ウォール・ストリート・ジャーナルのレポートによると「現在の富裕な親たちは、億万長者の75%が富を相続していないことから自分の子供に中流家庭の価値観を身につけて育つことを期待している。ちょうど、自分たちがそうだったように。 しかし、親が子供たちを自家用ジェット機で色々なところに連れて行ったり、16歳の誕生日にメルセデス・ベンツをプレゼントしているのであれば、子供たちが中流階級の子供と同様の勤労倫理ややる気を持っていないのは、当然と言えば当然だ。」という。著者周辺の人々は、一儲けしたらネッツジェッツのメンバーになることをステイタスとしている。このネッツジェッツとは、ウォーレン・バフェットバークシャー・ハザウェイに買収されたチャーター機の共有サービスで複数で飛行機1機を保有し、最初に37万5千ドル払えば、後は飛行機のランニングコストだけで6百万ドルもする専用機を共有できるシステムで、ファーストクラスを使って移動するより割安で、しかも目的地近くの空港に直行でき、移動時間を短縮できるので、ビジネスユーザーに大人気となったサービスだ。著者の知合いで5億度の個人資産を持ち、世界を所有するガルフストリーム機(日本での販売店丸紅エアロスペースによると価格2500万ドルで速度マッハ0.9。東京-ニューヨーク間をノンストップで飛べる)で飛び回る人の娘が「パパ。私、誕生日にお願いあるの。飛行機が・・・」。でその知合いはびっくりする。まさか、誕生日に飛行機を買えというのか?いくらなんでもそれは高価すぎるおねだりだと。娘に詳しい話を聞くとそうじゃない。「学校の友達はみんな本物の飛行場から本物の航空会社の飛行機で旅行に行くのに、私は未だ航空会社の飛行機に乗ったことがないから乗りたい!」というもの。この娘は、どうやら自己所有のガルフストリームしか利用させてもらえず、普通の航空会社の飛行機で旅に出たかったである。環境というのは、すごい感覚を育てるのだ。

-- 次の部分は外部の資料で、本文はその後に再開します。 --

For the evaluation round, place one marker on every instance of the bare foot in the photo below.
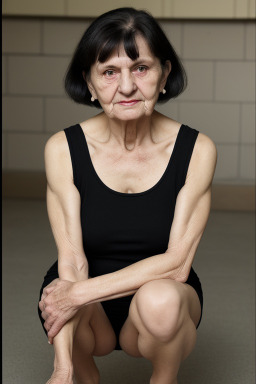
(61, 376)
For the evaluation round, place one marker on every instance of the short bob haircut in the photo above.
(108, 32)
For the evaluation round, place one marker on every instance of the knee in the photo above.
(159, 305)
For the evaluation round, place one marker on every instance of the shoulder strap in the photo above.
(78, 155)
(184, 150)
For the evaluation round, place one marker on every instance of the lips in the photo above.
(128, 102)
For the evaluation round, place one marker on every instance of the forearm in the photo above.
(71, 271)
(127, 280)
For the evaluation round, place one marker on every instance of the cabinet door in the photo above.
(199, 8)
(97, 7)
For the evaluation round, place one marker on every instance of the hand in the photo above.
(57, 305)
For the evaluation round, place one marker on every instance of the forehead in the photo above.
(120, 54)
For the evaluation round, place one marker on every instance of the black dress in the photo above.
(122, 228)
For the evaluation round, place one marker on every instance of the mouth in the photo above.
(128, 103)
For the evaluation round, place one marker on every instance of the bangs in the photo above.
(126, 39)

一方、毎日地下鉄でウオール街へ通うさえない中年トレーダーがある日、いつもの売店で新聞を買うと。未来の日付の新聞が手に入る。ここのところは、そのトレーダーの精神錯乱か。とにかく、そのトレーダーにはある日突然、近未来の株価が予測できるようになるのだ。それから彼は、さえないトレーダーから金融界いちのトップトレーダーにのし上がる。そして最後に彼が手にした未来の新聞には、彼の死亡記事が・・・を始めとする「見える目の男たち」の例が上がられている。そう投資には、少しばかり未来が見える目が必要であり、そんな能力を持った男たちとの出会いが記されている。

とにかく著者のまわりには、ジョージ・ソロス、ジム・ロジャーズ、ジュリアン・ロバートソンや破たんしたロングタームキャピタルマネジメント(LTCM)などを同業者視点で観察して書いている。米国金融業界を垣間見る上で、興味深い1冊だ。